Ehm, no nonna, hai appena fatto ambo, la cinquina è stata gridata dalla tua bisnipote due ore fa che per poco non ci manda sull’orlo della sordità .

Poi è il turno del Mercante in Fiera che, vi giuro, potessi mi butterei più volentieri in una partita dell’emozionante gioco dell’oca. Mi capita sempre il poppante, non me lo vuole mai comprare nessuno perché porta sfiga. Infatti è sempre il primo a uscire, assieme al gatto e a quella fetente della mietitrice che, guarda un po’ il caso, mi capitano puntualmente tra le mani. Infine l’ultima genialata di uno dei miei zii: il twister.

Da qualche anno non ne usciamo più vivi. A grande richiesta bisogna giocarci.

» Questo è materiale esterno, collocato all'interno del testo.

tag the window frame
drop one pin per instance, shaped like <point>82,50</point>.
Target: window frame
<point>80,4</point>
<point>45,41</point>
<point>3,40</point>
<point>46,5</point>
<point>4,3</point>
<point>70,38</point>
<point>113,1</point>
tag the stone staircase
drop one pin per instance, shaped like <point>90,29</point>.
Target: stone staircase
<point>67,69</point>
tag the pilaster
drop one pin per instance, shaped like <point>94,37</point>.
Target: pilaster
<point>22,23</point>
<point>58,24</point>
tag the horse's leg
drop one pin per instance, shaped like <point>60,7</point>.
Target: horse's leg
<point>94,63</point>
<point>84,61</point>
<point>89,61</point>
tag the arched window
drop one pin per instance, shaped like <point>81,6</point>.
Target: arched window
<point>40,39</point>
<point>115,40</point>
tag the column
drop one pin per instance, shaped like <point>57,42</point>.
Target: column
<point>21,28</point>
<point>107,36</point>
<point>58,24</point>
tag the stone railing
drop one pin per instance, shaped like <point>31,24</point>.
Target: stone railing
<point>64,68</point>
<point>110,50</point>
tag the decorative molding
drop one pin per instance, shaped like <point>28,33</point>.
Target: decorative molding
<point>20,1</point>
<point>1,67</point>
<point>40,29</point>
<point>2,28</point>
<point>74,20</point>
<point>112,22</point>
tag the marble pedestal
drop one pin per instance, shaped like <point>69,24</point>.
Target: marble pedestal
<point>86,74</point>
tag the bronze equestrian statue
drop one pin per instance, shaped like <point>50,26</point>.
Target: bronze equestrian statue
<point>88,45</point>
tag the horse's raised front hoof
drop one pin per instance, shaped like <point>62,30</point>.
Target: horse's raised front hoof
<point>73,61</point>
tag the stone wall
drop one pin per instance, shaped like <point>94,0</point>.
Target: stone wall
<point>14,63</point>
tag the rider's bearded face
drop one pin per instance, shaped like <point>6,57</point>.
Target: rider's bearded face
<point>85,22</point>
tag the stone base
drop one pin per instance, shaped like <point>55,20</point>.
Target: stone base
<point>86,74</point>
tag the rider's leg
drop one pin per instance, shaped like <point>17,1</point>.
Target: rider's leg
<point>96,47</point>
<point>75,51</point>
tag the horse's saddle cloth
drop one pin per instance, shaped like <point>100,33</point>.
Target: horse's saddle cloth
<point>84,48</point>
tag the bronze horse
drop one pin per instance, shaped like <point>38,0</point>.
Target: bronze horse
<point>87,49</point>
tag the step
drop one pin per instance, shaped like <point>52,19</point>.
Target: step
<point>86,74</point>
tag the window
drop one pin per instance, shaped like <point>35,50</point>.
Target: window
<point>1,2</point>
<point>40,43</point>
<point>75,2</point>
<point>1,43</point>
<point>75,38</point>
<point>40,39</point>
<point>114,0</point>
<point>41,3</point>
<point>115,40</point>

E qui gli agnelli sacrificali siamo noi giovani, perché vedere i componenti anziani della famiglia parte attiva di un gioco del genere partirebbero femori e zompetterebbero coronarie.

Eccoci tutti lì, sul (malefico) tappetone di plastica, incastrati in posizioni assurde, con mia nonna che si intestardisce a girare il tabellone ma si distrae anche con estrema facilità , trasformando il momento ludico in una lotta per la sopravvivenza.

Altro che Hunger Games.

Siamo bloccati in posture pseudokamasutriche, con un pubblico più che divertito che ci immortala pure, aspettando  che la cara e tanto amata signora  annunci che mano e piede dobbiamo spostare, e invece nonnina bella nel frattempo ha abbandonato sulle ginocchia il pannello di controllo perché sta seguendo i movimenti di   mia madre con la bottiglia di spumante in mano.

La pressione ci sale alle stelle per lo sforzo.

Siamo tutti di un bel colore rosso vermiglio in faccia, e finalmente qualche cugino con ancora un pò di fiato in corpo riesce ad esortarla:” nonna, gira sta c** di freccia che ho il polso in frantumi!”

3. La cena (sempre in famiglia): da me funziona così. Se lasci anche solo intuire che vorresti uscire per una passeggiata salva vita, sei f-i-n-i-t-a.

Il matriarcato di casa ti lancia uno sguardo tra il fulmineo e il melenso alla gatto di Shreck, facendoti sentire come quell’elemento organico che se lo pesti tutti dicono porti una fortuna incredibile.

Insomma, come puoi andartene?! Sei sempre uccel di bosco, nonnina tua non ti vede mai. La zia è venuta apposta da oltralpe perché altrimenti tu non ti degni di andarla MAI a trovare, e non parliamo dei tuoi cugini. Su, almeno una volta all’anno si sta tutti insieme! E poi ora che c’è gnometta bella – che ancora sta scartando in stile catena di montaggio la montagna di regali ricevuti -non vuoi farcela godere un po’?!

Perciò si riparte con un altro match di tombola, a seguire il mercante in fiera e -ahimé- di nuovo il twister, inframmezzati da mini tornei di Scala 40 e Ramino.

Infine ritornano a gran carica gli antipasti, i primi, i secondi e il panettone, la cui versione serale è quello ripieno di gelato.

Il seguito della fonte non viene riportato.